- Interactive map of Huai Sai
- Coordinates: 18°57′37″N 98°55′01″E﻿ / ﻿18.9602°N 98.917°E
- Country: Thailand
- Province: Chiang Mai
- Amphoe: Mae Rim

Population (2020)
- • Total: 4,789
- Time zone: UTC+7 (TST)
- Postal code: 50180
- TIS 1099: 500706

= Huai Sai, Mae Rim =

Huai Sai (ห้วยทราย) is a tambon (subdistrict) of Mae Rim District, in Chiang Mai Province, Thailand.
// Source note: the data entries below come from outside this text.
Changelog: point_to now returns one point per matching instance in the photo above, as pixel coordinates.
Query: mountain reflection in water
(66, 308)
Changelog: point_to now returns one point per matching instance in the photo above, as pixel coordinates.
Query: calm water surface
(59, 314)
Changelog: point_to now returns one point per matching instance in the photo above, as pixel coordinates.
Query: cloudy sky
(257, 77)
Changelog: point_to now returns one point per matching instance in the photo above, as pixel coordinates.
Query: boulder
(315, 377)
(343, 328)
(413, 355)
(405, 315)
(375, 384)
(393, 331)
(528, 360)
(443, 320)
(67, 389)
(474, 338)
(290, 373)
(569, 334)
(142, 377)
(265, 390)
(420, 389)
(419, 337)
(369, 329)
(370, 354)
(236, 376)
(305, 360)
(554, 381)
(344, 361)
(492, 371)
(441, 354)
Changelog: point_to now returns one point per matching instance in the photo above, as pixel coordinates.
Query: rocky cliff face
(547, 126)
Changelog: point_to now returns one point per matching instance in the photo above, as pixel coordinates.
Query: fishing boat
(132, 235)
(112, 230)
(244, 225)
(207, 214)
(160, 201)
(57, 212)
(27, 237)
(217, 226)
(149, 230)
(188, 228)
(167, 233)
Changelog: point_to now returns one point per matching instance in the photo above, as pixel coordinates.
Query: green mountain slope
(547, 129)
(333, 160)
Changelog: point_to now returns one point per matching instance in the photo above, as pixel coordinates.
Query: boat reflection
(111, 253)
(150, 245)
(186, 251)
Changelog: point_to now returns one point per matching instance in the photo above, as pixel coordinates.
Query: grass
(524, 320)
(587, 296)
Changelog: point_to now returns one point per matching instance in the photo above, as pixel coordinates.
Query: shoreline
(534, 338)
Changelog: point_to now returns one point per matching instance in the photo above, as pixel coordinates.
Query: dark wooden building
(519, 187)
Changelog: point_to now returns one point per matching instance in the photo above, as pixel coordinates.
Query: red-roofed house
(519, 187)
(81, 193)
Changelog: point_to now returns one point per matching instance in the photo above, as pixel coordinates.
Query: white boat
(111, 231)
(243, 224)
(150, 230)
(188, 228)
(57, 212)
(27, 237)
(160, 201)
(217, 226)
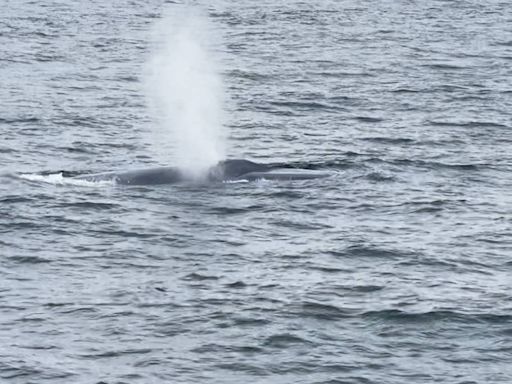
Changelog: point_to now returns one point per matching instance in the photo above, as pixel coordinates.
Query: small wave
(60, 179)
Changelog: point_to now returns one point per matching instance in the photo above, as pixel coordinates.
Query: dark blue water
(395, 270)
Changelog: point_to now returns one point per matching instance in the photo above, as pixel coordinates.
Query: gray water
(394, 270)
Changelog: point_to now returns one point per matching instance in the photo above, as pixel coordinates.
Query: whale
(224, 171)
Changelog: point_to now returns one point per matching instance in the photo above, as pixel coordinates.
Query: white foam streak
(185, 93)
(59, 179)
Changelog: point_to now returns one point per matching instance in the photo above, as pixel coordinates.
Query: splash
(185, 93)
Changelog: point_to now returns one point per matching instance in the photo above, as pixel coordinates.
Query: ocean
(394, 269)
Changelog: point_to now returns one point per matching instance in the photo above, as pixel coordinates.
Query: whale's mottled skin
(227, 170)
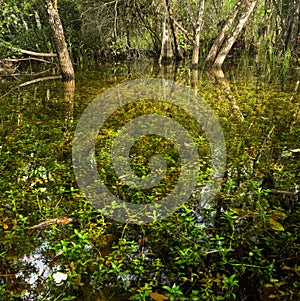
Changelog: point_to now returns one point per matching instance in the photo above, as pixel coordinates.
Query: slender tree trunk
(169, 10)
(199, 25)
(166, 53)
(291, 30)
(219, 40)
(230, 41)
(58, 37)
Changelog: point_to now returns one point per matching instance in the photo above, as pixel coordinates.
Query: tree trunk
(230, 41)
(199, 25)
(166, 53)
(58, 37)
(169, 9)
(291, 30)
(219, 40)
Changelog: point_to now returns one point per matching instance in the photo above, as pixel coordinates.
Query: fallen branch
(33, 81)
(30, 59)
(283, 192)
(33, 53)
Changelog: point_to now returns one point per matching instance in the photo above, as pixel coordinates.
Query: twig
(32, 82)
(33, 53)
(31, 59)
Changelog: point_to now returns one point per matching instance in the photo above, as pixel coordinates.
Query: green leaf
(275, 225)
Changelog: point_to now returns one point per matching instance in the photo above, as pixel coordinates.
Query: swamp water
(56, 246)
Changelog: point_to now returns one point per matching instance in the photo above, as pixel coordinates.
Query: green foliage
(243, 245)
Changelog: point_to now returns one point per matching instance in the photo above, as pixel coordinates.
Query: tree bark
(291, 30)
(58, 37)
(166, 53)
(219, 40)
(169, 9)
(199, 25)
(230, 41)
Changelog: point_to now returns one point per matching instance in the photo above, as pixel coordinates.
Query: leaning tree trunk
(226, 47)
(219, 40)
(291, 30)
(58, 37)
(199, 25)
(166, 53)
(169, 9)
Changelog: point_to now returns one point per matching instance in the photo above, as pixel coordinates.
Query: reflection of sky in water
(40, 270)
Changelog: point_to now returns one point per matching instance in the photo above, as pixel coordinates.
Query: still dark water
(37, 184)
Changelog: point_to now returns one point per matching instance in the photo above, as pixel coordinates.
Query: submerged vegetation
(244, 244)
(56, 246)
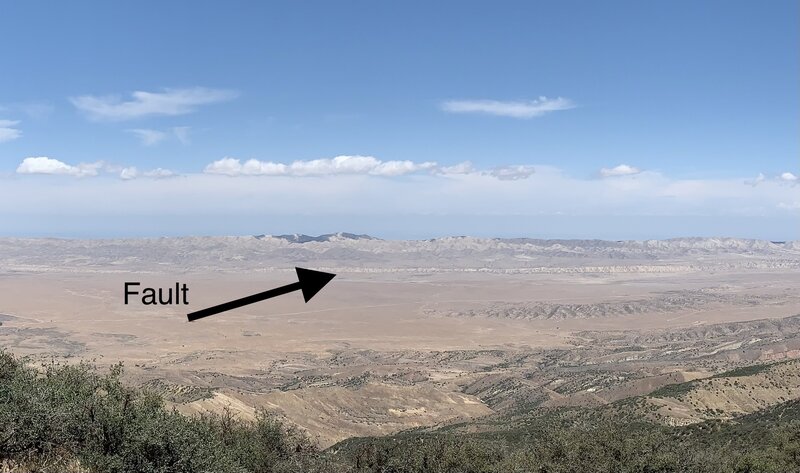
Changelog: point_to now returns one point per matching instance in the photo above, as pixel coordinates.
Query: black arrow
(309, 281)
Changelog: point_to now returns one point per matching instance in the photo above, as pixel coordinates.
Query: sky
(551, 119)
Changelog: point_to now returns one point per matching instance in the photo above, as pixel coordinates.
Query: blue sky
(574, 119)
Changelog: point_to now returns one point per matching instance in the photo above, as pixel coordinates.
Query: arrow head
(311, 282)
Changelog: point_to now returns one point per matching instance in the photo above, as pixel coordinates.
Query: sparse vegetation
(70, 418)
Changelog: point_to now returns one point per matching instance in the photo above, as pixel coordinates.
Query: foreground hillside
(71, 418)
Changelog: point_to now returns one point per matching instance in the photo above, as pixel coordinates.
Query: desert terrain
(421, 334)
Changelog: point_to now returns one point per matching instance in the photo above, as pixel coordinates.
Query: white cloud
(788, 177)
(465, 167)
(8, 131)
(169, 102)
(523, 109)
(317, 167)
(621, 170)
(148, 137)
(758, 180)
(45, 165)
(512, 173)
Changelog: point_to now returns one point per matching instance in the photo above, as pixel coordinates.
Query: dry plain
(416, 333)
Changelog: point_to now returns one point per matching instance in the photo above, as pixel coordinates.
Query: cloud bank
(169, 102)
(621, 170)
(45, 165)
(523, 109)
(318, 167)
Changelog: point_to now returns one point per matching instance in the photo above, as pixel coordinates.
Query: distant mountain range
(363, 253)
(302, 238)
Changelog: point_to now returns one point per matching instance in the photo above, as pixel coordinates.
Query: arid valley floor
(421, 333)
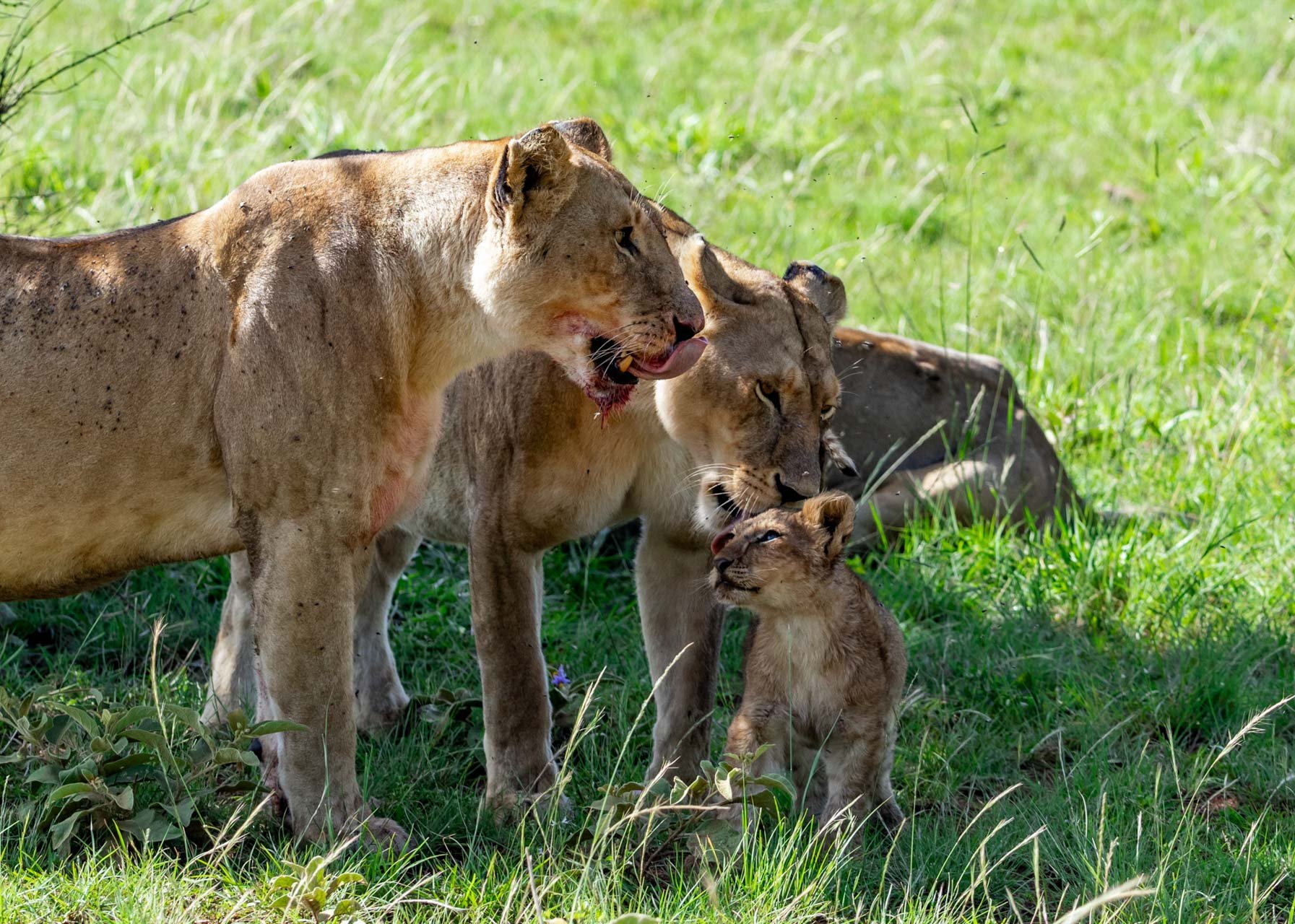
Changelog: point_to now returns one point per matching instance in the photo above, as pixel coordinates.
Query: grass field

In 2020, it had a total population of 4,789 people.

==Administration==

===Central administration===
The tambon is subdivided into 5 administrative villages (muban).

| No. | Name | Thai |
|---|---|---|
| 01. | Ban Oi | บ้านอ้อย |
| 02. | Ban Nong Pla Man | บ้านหนองปลามัน |
| 03. | Ban Huai Sai | บ้านห้วยทราย |
| 04. | Ban Mae Aen | บ้านแม่แอน |
| 05. | Ban Hua Fai | บ้านหัวฝาย |

===Local administration===
The whole area of the subdistrict is covered by the subdistrict administrative organization (SAO) Huai Sai (องค์การบริหารส่วนตำบลห้วยทราย).